HENSOLDT investiert in erneuerbare Energien
Anbieter von Sensorlösungen stärkt ESG-Engagement
Ulm/Taufkirchen, 15. Februar 2023 - Der Sensorik-Lösungsanbieter HENSOLDT investiert rund 1 Million Euro in erneuerbare Energien. Die Investitionen an mehreren HENSOLDT-Standorten erhöhen den Selbstversorgungsgrad und leisten damit einen Beitrag in der Energiekrise.
Ein Ziel der HENSOLDT ESG-Strategie 2026 ist der bewusste Umgang mit den natürlichen Ressourcen. Um dieses Ziel zu erreichen, wurden an den Standorten Ulm und Taufkirchen bereits Photovoltaikanlagen installiert. In Kiel sollen die Anlagen im Jahr 2023 in Betrieb gehen. Für die Standorte Oberkochen und Wetzlar sind umfassende Energiekonzepte für die Neubauten angedacht.
An den Standorten Ulm und Taufkirchen sind die Photovoltaik-Anlagen bereits errichtet worden. In Ulm umfasst die Anlage mit 80 Modulen 175 Quadratmeter und kann über 20.000 Kilowattstunden pro Jahr erzeugen. Die Anlage befindet sich auf dem Dach des Neubaus 33. Viermal so viele Photovoltaik-Module sind in Taufkirchen installiert worden. Die 314 Module auf Gebäude 88 nehmen eine Fläche von 820 Quadratmetern ein und erzeugen bei rund 900 Sonnenstunden im Jahr über 120.000 Kilowattstunden.
"Die Energiekrise stellt uns alle vor neue Herausforderungen und um diese auch in Zukunft zu meistern, sind wir im ständigen Austausch mit den Energieversorgern, um nach energiesparenden Lösungen zu suchen.
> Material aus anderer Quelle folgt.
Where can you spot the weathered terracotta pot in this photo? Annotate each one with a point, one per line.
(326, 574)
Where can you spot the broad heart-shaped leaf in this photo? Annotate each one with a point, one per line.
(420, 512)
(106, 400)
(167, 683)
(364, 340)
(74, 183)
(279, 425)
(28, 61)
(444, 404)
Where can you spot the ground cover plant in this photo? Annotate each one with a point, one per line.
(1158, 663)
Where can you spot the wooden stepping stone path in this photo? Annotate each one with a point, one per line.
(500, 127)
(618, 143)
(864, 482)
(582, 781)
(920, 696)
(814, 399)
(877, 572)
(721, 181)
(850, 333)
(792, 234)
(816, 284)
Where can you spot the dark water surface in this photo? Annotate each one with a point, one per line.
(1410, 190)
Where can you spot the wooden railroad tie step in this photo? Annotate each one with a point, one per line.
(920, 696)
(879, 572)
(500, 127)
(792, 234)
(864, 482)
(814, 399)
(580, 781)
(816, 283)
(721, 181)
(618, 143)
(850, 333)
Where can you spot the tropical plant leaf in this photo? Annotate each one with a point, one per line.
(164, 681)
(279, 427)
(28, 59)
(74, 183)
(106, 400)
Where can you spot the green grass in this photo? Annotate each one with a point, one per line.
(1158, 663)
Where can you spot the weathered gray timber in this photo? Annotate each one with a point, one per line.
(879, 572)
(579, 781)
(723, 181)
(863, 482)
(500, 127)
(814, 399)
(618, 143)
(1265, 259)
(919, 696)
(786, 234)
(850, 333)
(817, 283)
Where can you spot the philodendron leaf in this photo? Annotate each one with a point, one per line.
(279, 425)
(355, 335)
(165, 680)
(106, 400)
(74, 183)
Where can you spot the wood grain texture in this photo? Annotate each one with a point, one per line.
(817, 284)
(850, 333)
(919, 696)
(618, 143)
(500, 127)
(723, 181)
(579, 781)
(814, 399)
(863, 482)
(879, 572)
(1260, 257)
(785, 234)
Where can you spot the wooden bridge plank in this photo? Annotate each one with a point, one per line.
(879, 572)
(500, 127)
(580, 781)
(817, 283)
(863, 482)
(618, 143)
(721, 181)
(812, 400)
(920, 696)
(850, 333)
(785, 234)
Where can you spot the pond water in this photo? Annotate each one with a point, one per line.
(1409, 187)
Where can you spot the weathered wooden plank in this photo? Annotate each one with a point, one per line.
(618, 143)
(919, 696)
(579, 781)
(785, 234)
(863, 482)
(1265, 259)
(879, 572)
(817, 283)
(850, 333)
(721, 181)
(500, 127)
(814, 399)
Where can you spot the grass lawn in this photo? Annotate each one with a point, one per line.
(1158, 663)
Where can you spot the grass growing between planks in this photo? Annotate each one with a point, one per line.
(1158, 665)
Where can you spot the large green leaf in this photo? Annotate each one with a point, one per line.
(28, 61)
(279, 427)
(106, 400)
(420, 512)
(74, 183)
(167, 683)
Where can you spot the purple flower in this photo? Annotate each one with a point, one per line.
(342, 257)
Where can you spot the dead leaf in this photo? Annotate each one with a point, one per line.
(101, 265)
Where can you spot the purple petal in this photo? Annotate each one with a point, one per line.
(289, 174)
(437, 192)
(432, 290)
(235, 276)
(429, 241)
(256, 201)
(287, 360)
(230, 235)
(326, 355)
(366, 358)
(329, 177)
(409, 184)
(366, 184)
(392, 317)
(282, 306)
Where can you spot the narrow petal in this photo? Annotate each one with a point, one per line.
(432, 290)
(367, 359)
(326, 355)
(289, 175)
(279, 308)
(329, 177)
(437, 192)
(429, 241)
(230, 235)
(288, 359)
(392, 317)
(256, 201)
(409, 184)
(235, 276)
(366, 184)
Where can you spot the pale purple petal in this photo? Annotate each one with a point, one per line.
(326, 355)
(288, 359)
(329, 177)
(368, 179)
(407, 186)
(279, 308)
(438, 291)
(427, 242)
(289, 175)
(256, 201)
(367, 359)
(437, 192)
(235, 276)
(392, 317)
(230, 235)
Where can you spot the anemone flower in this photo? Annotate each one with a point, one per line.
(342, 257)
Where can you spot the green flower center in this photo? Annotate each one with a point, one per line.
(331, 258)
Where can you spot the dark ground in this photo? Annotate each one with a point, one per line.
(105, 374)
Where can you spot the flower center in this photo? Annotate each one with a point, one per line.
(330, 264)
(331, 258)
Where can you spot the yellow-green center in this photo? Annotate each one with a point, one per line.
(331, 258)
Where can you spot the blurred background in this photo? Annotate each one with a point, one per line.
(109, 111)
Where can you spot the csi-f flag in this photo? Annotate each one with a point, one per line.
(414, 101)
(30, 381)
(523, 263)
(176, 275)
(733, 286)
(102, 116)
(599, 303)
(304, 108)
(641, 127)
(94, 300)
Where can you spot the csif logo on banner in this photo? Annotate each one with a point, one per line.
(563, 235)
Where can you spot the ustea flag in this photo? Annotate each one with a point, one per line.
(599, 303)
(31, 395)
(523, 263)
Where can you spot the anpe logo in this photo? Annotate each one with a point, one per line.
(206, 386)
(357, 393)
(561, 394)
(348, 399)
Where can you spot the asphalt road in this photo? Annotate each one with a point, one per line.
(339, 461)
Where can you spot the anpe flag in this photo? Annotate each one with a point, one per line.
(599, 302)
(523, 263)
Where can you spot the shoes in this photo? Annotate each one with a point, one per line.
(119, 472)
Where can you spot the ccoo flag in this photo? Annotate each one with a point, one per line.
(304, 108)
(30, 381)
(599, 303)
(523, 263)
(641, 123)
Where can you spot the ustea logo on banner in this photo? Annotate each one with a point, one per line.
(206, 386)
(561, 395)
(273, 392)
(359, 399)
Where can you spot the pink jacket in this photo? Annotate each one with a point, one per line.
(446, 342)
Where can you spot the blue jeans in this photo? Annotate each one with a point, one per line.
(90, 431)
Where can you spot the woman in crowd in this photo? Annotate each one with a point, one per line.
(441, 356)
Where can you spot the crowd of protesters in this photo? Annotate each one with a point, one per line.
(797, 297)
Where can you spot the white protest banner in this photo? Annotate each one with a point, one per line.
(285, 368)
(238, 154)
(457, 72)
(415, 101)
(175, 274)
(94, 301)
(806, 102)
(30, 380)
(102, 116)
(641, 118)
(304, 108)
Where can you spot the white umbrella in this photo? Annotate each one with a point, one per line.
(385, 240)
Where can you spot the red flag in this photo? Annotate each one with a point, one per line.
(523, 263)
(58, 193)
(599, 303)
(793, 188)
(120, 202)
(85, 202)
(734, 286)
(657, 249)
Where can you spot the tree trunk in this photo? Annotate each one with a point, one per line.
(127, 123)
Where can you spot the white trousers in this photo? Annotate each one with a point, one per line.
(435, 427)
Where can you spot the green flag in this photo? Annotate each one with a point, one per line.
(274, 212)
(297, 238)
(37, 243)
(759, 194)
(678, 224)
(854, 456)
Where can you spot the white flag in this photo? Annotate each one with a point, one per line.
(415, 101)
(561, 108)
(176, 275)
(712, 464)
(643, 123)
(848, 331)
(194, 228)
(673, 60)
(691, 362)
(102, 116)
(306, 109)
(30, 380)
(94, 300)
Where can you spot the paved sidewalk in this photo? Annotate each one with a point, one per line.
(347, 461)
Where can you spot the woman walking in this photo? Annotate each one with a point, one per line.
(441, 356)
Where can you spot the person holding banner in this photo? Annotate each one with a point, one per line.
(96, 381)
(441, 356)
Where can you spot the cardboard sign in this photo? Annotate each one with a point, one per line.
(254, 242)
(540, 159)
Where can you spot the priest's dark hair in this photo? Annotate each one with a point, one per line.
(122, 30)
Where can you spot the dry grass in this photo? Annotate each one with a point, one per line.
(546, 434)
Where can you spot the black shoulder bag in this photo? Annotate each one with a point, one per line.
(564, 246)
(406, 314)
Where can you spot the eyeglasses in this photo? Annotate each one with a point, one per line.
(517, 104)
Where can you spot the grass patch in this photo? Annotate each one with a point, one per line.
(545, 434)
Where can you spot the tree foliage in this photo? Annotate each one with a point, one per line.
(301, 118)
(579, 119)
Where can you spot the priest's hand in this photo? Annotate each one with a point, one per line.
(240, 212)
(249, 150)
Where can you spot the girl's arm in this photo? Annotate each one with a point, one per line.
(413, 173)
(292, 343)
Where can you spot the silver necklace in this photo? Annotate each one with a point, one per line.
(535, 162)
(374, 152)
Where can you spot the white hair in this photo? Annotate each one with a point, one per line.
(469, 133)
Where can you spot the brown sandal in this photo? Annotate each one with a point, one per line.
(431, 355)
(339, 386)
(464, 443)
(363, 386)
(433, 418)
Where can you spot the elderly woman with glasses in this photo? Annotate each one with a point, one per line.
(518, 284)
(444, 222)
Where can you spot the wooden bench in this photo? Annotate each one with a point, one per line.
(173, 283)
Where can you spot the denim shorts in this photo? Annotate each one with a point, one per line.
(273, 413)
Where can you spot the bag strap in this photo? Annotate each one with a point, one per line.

Die Nutzung und Erzeugung erneuerbarer Energien ist nicht nur hilfreich im Kampf gegen den Klimawandel, sondern sorgt auch für einen höheren Autarkiegrad", sagt Dr. Lars Immisch, Personalvorstand bei HENSOLDT.
In Kiel wird eine Anlage mit 450 Photovoltaik-Modulen gebaut, die Anfang 2023 in Betrieb gehen soll. Die neue Modulfläche ist 865 Quadratmeter groß und soll rund 130.000 Kilowattstunden pro Jahr erzeugen. Um den überschüssigen PV-Strom aus dieser Anlage längerfristig zu speichern und den Autarkiegrad zu erhöhen, wird der Überschuss zur Herstellung von Wasserstoff genutzt. Dieser Wasserstoff wird dann wieder zur Eigenstromversorgung mittels einer Brennstoffzelle genutzt.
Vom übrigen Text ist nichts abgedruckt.